Source and Mirror Streams

When a stream is configured with a source or mirror, it will automatically and asynchronously replicate messages from the origin stream.

source or mirror are designed to be robust and will recover from a loss of connection. They are suitable for geographic distribution over high latency and unreliable connections. E.g. even a leaf node starting and connecting intermittently every few days will still receive or send messages over the source/mirror link.

There are several options available when declaring the configuration.

  • Name - Name of the origin stream to source messages from.

  • StartSeq - An optional start sequence of the origin stream to start mirroring from.

  • StartTime - An optional message start time to start mirroring from. Any messages that are equal to or greater than the start time will be included.

  • FilterSubject - An optional filter subject which will include only messages that match the subject, typically including a wildcard. Note, this cannot be used with SubjectTransforms.

  • SubjectTransforms - An optional set of subject transforms to apply when sourcing messages from the origin stream. Note, in this context, the Source will act as a filter on the origin stream and the Destination can optionally be provided to apply a transform. Since multiple subject transforms can be used, disjoint subjects can be sourced from the origin stream while maintaining the order of the messages. Note, this cannot be used with FilterSubject.

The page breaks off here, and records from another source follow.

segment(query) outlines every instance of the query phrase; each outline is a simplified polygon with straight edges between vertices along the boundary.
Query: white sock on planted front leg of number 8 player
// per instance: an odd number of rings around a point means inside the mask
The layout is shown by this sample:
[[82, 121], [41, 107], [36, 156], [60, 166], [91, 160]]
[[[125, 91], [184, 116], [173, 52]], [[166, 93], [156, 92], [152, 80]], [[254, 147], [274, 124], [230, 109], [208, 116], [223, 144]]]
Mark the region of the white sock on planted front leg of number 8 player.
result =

  • Domain - An optional JetStream domain of where the origin stream exists. This is commonly used in a hub cluster and leafnode topology.

The stream using a source or mirror configuration can have its own retention policy, replication, and storage type.

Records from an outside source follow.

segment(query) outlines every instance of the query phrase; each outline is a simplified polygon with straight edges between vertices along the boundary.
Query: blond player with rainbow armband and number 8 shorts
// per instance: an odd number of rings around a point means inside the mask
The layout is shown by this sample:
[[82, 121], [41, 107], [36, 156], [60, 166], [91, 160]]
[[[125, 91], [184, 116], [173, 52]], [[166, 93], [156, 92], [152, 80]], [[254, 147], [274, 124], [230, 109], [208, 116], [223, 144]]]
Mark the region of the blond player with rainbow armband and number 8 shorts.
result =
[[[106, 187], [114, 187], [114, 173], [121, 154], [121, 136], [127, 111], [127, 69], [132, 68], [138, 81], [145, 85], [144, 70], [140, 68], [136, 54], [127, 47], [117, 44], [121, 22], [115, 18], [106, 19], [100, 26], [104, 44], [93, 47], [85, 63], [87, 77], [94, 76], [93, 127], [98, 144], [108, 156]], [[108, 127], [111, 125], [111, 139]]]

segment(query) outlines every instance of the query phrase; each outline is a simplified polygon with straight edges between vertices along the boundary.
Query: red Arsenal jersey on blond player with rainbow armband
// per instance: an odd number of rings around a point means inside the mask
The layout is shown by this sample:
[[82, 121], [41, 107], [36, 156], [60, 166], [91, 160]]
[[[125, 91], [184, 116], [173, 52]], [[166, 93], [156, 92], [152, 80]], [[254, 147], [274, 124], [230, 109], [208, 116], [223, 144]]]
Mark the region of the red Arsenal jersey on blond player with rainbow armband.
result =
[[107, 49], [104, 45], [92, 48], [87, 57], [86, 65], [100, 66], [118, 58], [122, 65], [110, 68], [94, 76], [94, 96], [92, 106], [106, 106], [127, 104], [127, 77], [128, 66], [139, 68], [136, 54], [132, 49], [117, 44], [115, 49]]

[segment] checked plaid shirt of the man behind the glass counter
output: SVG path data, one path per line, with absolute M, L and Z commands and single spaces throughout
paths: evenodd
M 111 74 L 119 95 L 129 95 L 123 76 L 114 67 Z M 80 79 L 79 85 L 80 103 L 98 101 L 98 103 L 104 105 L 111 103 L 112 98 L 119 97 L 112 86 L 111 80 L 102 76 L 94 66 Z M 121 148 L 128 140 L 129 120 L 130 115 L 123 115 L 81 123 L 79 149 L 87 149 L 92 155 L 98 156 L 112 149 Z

  • Changes to to the stream using source or mirror,e.g. deleting messages or publishing, do not reflect back on the origin stream from which the data was received.

  • Deletes in the origin stream are NOT replicated through a source or mirror agreement.

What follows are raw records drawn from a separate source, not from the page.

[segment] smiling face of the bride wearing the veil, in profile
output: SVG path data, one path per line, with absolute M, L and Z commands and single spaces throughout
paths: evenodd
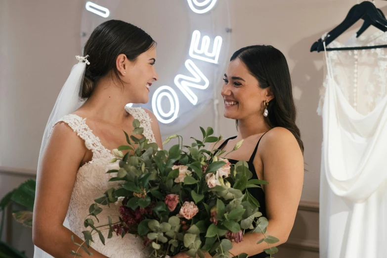
M 154 64 L 156 49 L 151 47 L 140 54 L 134 61 L 126 60 L 128 69 L 125 69 L 124 81 L 128 82 L 127 92 L 132 103 L 147 103 L 149 101 L 149 87 L 159 80 Z

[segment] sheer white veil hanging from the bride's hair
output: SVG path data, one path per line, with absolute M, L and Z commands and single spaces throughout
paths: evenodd
M 82 84 L 85 76 L 86 64 L 90 64 L 87 61 L 88 55 L 85 57 L 77 55 L 76 58 L 79 63 L 74 65 L 71 69 L 71 73 L 63 85 L 58 98 L 56 99 L 54 108 L 51 111 L 51 115 L 48 118 L 47 125 L 44 129 L 42 146 L 39 153 L 38 161 L 38 174 L 37 179 L 40 175 L 40 167 L 43 158 L 44 149 L 47 145 L 48 137 L 51 133 L 52 128 L 63 116 L 73 113 L 80 106 L 82 106 Z M 69 222 L 66 220 L 63 223 L 64 226 L 69 228 Z M 34 258 L 52 258 L 49 254 L 44 252 L 42 249 L 35 246 Z

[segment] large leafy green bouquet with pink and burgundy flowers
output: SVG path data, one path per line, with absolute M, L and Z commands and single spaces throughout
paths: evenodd
M 133 122 L 133 134 L 142 134 L 140 122 Z M 244 161 L 231 165 L 227 159 L 219 158 L 224 151 L 204 149 L 205 143 L 217 142 L 212 128 L 200 128 L 203 140 L 193 138 L 191 146 L 184 146 L 179 135 L 168 137 L 165 142 L 177 138 L 178 144 L 169 151 L 158 150 L 156 143 L 138 139 L 125 132 L 128 145 L 113 151 L 107 173 L 114 173 L 109 181 L 120 181 L 118 188 L 107 189 L 103 196 L 94 199 L 83 231 L 86 246 L 93 241 L 96 232 L 104 243 L 104 236 L 94 226 L 102 207 L 122 202 L 117 211 L 119 221 L 109 217 L 108 238 L 113 233 L 125 237 L 134 234 L 143 239 L 144 248 L 152 249 L 153 258 L 172 257 L 186 252 L 190 257 L 204 258 L 204 253 L 217 258 L 246 258 L 247 254 L 232 254 L 232 243 L 243 241 L 249 232 L 262 233 L 262 239 L 270 255 L 278 250 L 269 244 L 278 239 L 266 235 L 268 221 L 258 211 L 258 201 L 249 193 L 249 188 L 266 183 L 251 179 L 252 172 Z M 181 139 L 181 141 L 180 141 Z M 242 144 L 238 142 L 233 150 Z M 123 150 L 131 153 L 123 154 Z M 113 174 L 112 174 L 113 175 Z M 90 228 L 90 230 L 87 230 Z M 74 239 L 73 239 L 74 241 Z M 76 243 L 87 254 L 83 244 Z M 77 252 L 72 252 L 80 256 Z

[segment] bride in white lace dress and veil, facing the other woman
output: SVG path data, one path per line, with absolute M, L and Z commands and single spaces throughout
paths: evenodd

Sources is a generalization of the Mirror and allows for sourcing data from one or more streams concurrently. If you require the target stream to act as a read-only replica:

  • Configure the stream without listen subjects or

  • Temporarily disable the listen subjects through client authorizations.

General behavior

  • All configurations are made on the receiving side. The stream from which data is sourced and mirrored does not need to be configured. No cleanup is required on the origin side if the receiver disappears.

  • A stream can be the origin (source) for multiple streams. This is useful for geographic distribution or for designing "fan out" topologies where data needs to be distributed reliable to a large number (up to millions) of client connections.

  • Leaf nodes and leaf node domains are explicitly supported through the API prefix

Source specific

A stream defining Sources is a generalized replication mechanism and allows for sourcing data from one or more streams concurrently. A stream with sources can still act as a regular stream allowing direct write/publish by local clients to the stream. Essentially the source streams and local client writes are aggregated into a single interleaved stream. Combined with subject transformation and filtering sourcing allows to design sophisticated data distribution architectures.

Sourcing messages does not retain sequence numbers. But it retain the in stream sequence of messages . Between streams sourced to the same target, the sequence of messages is undefined.

Mirror specific

A mirror can source its messages from exactly one stream and a clients can not directly write to the mirror. Although messages cannot be published to a mirror directly by clients, messages can be deleted on-demand (beyond the retention policy), and consumers have all capabilities available on regular streams.

Expected behavior in edge conditions

  • Source and mirror contracts are designed with one-way (geographic) data replication in mind. Neither configuration provides a full synchronization between streams, which would include deletes or replication of other stream attributes.

  • The content of the stream from which a source or mirror is drawn needs to be reasonable stable. Quickly deleting messages after publishing them may result in inconsistent replication due to the asynchronous nature of the replication process.

  • Sources and Mirror try to be be efficient in replicating messages and are lenient towards the source/mirror origin being unreachable (event for extended periods of time), e.g. when using leaf nodes, which are connected intermittently. For sake of efficiency the recovery interval in case of a disconnect is 10-20s.

  • Mirror and source agreements do not create a visible consumer in the origin stream.

WorkQueue retention

Source and mirror work with origin stream with workqueue retention. The source/mirror will act as a consumer removing messages from the origin stream.

The intended usage is for moving messages conveniently from one location to another (e.g. from a leaf node). It does not trivially implement a distributed workqueue (where messages are distributed to multiple streams sourcing from the same origin), although with the help of subject filtering a distributed workqueue can be approximated.

If you try to create additional (conflicting) consumers on the origin workqueue stream the behavior becomes undefined. A workqueue allows only one consumer per subject. If the source/mirror connection is active local clients trying to create additional consumers will fail. In reverse a source/mirror cannot be created when there is already a local consumer for the same subjects.

Interest base retention

Source and mirror for interest based streams is not supported. Jetstream does not forbid this configuration but the behavior is undefined and may change in the future.